Technophonia, composed by Oliver Searle is written for a 17 piece ensemble featuring orchestral instruments alongside state-of-the-art music technology. The commission, by Drake Music Scotland, is part of the London 2012 Cultural Olympiad, and will be premiered in Edinburgh before going to London’s Southbank as part of the New Music 20x12 weekend of performances in July.
Chris Jacquin is one of three trail-blazing soloists in the Technophonia ensemble, who with the support of Drake Music Scotland will be using inclusive music technology specially developed to enable disabled musicians to make music.
His instrumental set up includes a laptop that combines NOTION 3 software with the innovative Brainfingers system - a sophisticated sensor picking up electrical activity via a headband. Chris controls how he plays the score of the music by facial jaw and muscle movement – and even his alpha and beta brainwaves - and in this way is able to perform live with his peers.
Stephanie Forrest, who attends Braidburn special school in Edinburgh, on the Skoog and Antony Swift, from the Royal Blind School, on the Soundbeam are also part of the Technophonia ensemble, joining young musicians from the City of Edinburgh Music School who play strings, piano, guitar and drums.

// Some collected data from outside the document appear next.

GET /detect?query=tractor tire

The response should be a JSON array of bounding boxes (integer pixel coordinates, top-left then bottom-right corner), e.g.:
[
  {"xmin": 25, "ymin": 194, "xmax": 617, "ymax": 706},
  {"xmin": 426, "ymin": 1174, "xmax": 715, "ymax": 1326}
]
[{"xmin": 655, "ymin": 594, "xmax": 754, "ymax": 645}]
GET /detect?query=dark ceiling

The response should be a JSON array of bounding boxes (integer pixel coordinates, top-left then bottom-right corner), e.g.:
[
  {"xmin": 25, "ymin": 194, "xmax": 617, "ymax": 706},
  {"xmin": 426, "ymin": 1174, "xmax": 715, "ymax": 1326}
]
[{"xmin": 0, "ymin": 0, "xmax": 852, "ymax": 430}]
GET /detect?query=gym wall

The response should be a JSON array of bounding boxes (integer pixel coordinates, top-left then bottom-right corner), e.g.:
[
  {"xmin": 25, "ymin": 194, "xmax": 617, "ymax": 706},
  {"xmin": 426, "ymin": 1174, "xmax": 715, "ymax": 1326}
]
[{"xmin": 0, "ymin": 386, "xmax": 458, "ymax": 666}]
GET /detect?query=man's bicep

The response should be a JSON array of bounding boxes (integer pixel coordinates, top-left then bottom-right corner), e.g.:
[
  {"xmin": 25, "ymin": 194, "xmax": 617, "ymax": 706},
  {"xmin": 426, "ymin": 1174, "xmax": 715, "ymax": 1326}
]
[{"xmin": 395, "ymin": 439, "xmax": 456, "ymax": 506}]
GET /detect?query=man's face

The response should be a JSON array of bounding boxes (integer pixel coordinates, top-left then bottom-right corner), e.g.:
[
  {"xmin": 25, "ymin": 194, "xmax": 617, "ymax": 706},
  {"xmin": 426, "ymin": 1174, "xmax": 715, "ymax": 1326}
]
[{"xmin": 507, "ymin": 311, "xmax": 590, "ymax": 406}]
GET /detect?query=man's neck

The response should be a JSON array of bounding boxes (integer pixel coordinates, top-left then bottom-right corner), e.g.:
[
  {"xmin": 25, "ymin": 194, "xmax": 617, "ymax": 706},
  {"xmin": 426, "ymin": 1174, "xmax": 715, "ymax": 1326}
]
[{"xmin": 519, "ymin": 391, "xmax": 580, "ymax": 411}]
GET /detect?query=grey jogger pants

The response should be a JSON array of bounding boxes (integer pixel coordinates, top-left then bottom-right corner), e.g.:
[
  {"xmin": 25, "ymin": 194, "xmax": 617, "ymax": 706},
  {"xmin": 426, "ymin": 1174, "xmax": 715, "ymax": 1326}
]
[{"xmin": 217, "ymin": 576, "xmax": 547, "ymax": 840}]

Skoog is a multi-sided sensor, developed by a team in from Edinburgh University, that responds to different pressures, giving the player control over expressive elements such as dynamics.
The Soundbeam is an ultrasonic sensor which Antony controls by arm and hand movements, using MIDI (Music Input Digital Interface) to choose different instruments to fit in with the overall sound.
“These young musicians have a remarkable talent and we have been combining this technology with music to ensure we can bring their skills to the fore,” says Oliver Searle, a composition lecturer at the Royal Conservatoire of Scotland. “I have been working with the young people and Drake Music Scotland to make sure that the music I have written fits the technology and I have to say the results have been quite outstanding.”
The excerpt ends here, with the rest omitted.